A corto plazo, el infeliz desenlace de un justo reclamo solo serviría para ideologizar con etiquetas a una de las causas más nobles de cuantas defiende hoy la sociedad civil cubana. Durante días, semanas o meses, aun cuando ya nadie se acordara del evento, seguiría la campaña sostenida de descalificación, que emplearía los más chapuceros argumentos de manipulación y usaría como adalides a los voceros habituales. La incomodidad social y política, agravada por la crisis económica y la pandemia, tendría entonces un nuevo motivo para acentuarse.
Por suerte e inteligencia, nada de eso sucedió.
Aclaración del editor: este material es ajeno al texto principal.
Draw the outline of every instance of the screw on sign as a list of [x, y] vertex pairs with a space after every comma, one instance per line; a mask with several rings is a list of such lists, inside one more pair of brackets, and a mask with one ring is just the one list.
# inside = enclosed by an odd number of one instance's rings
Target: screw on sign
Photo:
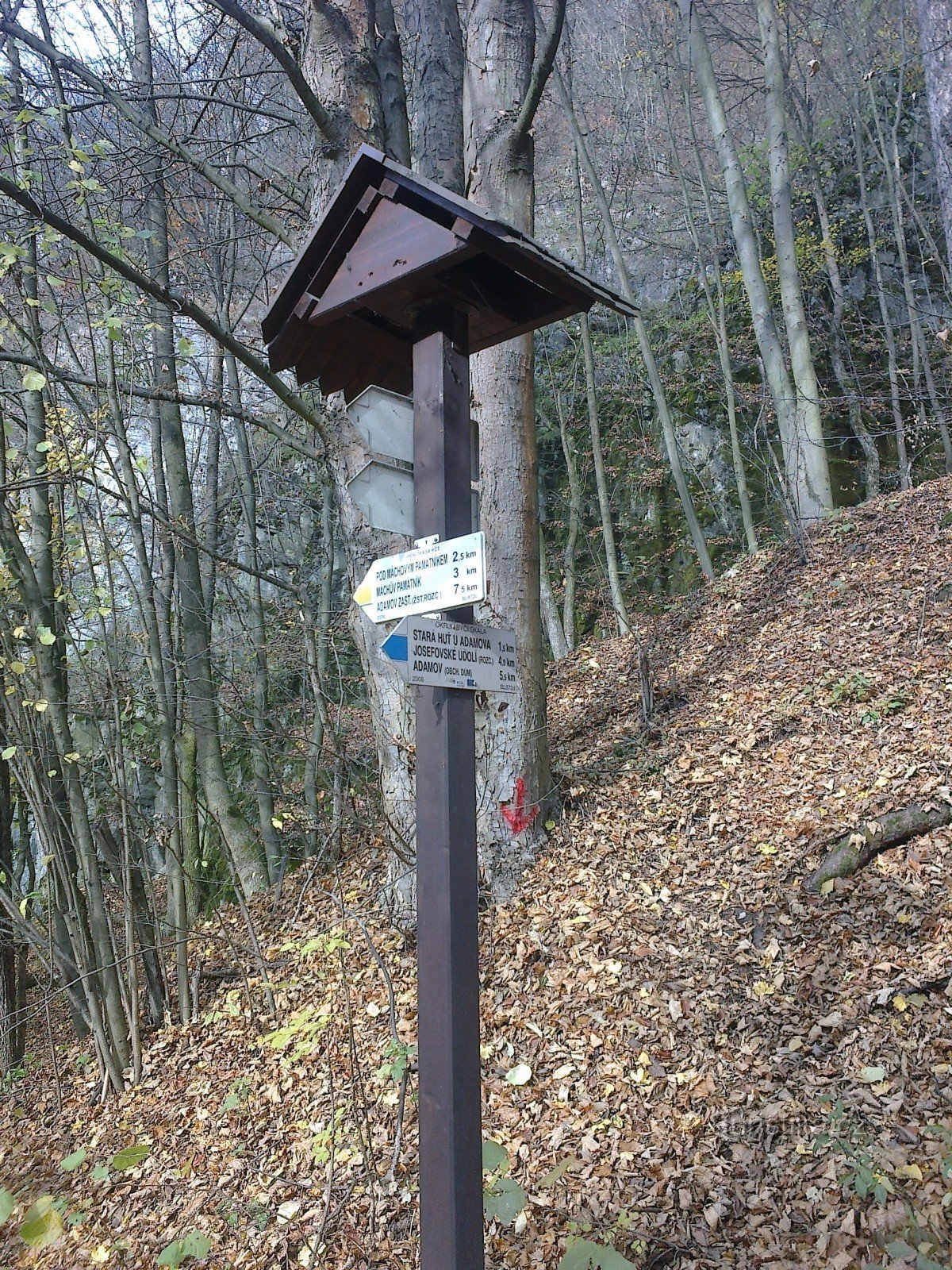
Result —
[[[479, 563], [434, 563], [449, 540], [472, 536], [470, 354], [588, 312], [597, 301], [636, 315], [473, 203], [368, 146], [359, 150], [263, 334], [273, 370], [293, 367], [298, 382], [316, 380], [325, 394], [353, 401], [371, 385], [413, 391], [415, 533], [439, 540], [435, 554], [432, 545], [418, 550], [430, 551], [430, 568], [448, 566], [451, 577], [437, 584], [406, 561], [406, 573], [382, 580], [372, 569], [355, 597], [372, 621], [452, 611], [457, 624], [472, 622], [470, 606], [485, 596], [482, 547], [472, 549]], [[374, 448], [386, 453], [386, 438]], [[468, 570], [480, 566], [477, 585]], [[406, 585], [385, 589], [396, 582]], [[506, 643], [499, 660], [515, 662], [515, 640]], [[470, 667], [466, 678], [475, 681], [480, 663]], [[517, 673], [514, 665], [498, 669]], [[484, 1266], [475, 716], [471, 687], [457, 685], [443, 677], [415, 688], [420, 1270]], [[524, 781], [501, 810], [514, 832], [528, 828], [538, 806]]]

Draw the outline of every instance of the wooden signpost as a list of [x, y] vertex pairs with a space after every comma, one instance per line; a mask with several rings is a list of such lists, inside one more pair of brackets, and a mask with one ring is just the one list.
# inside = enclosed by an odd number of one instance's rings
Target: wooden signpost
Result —
[[[595, 301], [633, 311], [524, 234], [364, 146], [263, 331], [272, 367], [293, 367], [325, 394], [413, 392], [415, 535], [426, 552], [472, 536], [470, 354]], [[480, 587], [463, 593], [465, 607], [434, 582], [420, 592], [434, 607], [390, 608], [390, 596], [420, 591], [383, 593], [377, 579], [399, 568], [393, 560], [377, 561], [358, 587], [372, 620], [452, 610], [456, 624], [472, 622]], [[423, 583], [425, 569], [416, 577]], [[471, 688], [415, 688], [421, 1270], [484, 1266]]]

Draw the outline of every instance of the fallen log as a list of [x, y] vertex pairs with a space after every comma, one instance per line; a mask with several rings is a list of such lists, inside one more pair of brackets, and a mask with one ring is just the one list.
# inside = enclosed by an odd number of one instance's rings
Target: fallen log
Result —
[[817, 892], [825, 881], [849, 878], [883, 851], [947, 824], [952, 824], [952, 803], [910, 803], [897, 812], [885, 812], [838, 838], [820, 866], [803, 879], [803, 890]]

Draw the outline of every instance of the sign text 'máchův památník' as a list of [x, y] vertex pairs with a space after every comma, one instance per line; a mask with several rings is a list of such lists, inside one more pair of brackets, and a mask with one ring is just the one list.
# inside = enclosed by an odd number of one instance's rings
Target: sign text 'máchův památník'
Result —
[[354, 599], [373, 622], [414, 613], [439, 613], [486, 597], [482, 533], [374, 560]]

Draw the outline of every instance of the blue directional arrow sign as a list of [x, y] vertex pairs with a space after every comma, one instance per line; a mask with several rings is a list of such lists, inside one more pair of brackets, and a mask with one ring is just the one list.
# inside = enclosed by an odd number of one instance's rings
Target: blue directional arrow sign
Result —
[[479, 624], [405, 617], [383, 640], [383, 652], [406, 683], [515, 691], [515, 635]]

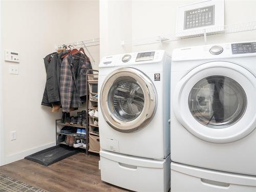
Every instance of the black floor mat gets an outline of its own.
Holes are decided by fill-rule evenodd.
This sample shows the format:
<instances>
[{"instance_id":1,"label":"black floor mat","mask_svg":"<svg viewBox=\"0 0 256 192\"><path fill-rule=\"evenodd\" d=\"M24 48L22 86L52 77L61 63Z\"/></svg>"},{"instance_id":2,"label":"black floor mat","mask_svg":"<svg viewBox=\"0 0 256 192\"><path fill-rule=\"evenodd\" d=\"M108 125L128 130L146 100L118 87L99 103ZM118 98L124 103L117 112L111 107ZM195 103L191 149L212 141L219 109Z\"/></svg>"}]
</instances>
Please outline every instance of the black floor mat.
<instances>
[{"instance_id":1,"label":"black floor mat","mask_svg":"<svg viewBox=\"0 0 256 192\"><path fill-rule=\"evenodd\" d=\"M25 159L48 166L79 152L79 150L77 148L58 145L30 155Z\"/></svg>"}]
</instances>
Pero esta actuación, hasta ahora excepcional, debería motivar reflexiones y sentar precedentes.
¿Qué de positivo han traído los atrincheramientos que caracterizan a los que deberían ser espacios de diálogo? ¿Cuán beneficiosas han sido las campañas de descalificación, llevadas a cabo con herramientas y por personajes de ética más que dudosa? ¿En qué ayuda enrarecer el ambiente de este país que atraviesa uno de los momentos más difíciles de su historia reciente con puertas cerradas, calificativos fáciles y ofensivos, espacios pensados para mentir y denigrar, contraviniendo los valores del periodismo cubano y las enseñanzas éticas y profesionales de la academia?
Ojalá lo sucedido este 19 de febrero en el Ministerio de Agricultura —la actuación responsable y coherente de los funcionarios y ciudadanos que allí confluyeron— no sea una excepción digna de resaltar, sino que se convierta en la norma de nuestras instituciones. Ojalá la forma profesional y decente, aun con alguna omisión y edulcorantes como fue abordado el asunto por los medios oficiales, también se imponga y destierre la peligrosa vulgaridad que últimamente se ha vuelto común en espacios de nuestra prensa. Ojalá termine también la tendencia que ha empoderado a personajes nefastos que mienten más que hablan en su afán de dividir a un pueblo en bandos antagónicos.
Si como cada facción declara, el interés es construir un mejor país para todos, la decencia, el diálogo y la coherencia; no la confrontación y la vulgaridad, son el único camino posible. En el MINAGRI no solo ganó un proyecto para el bienestar animal, sino que también se beneficiaron la República y la ciudadanía.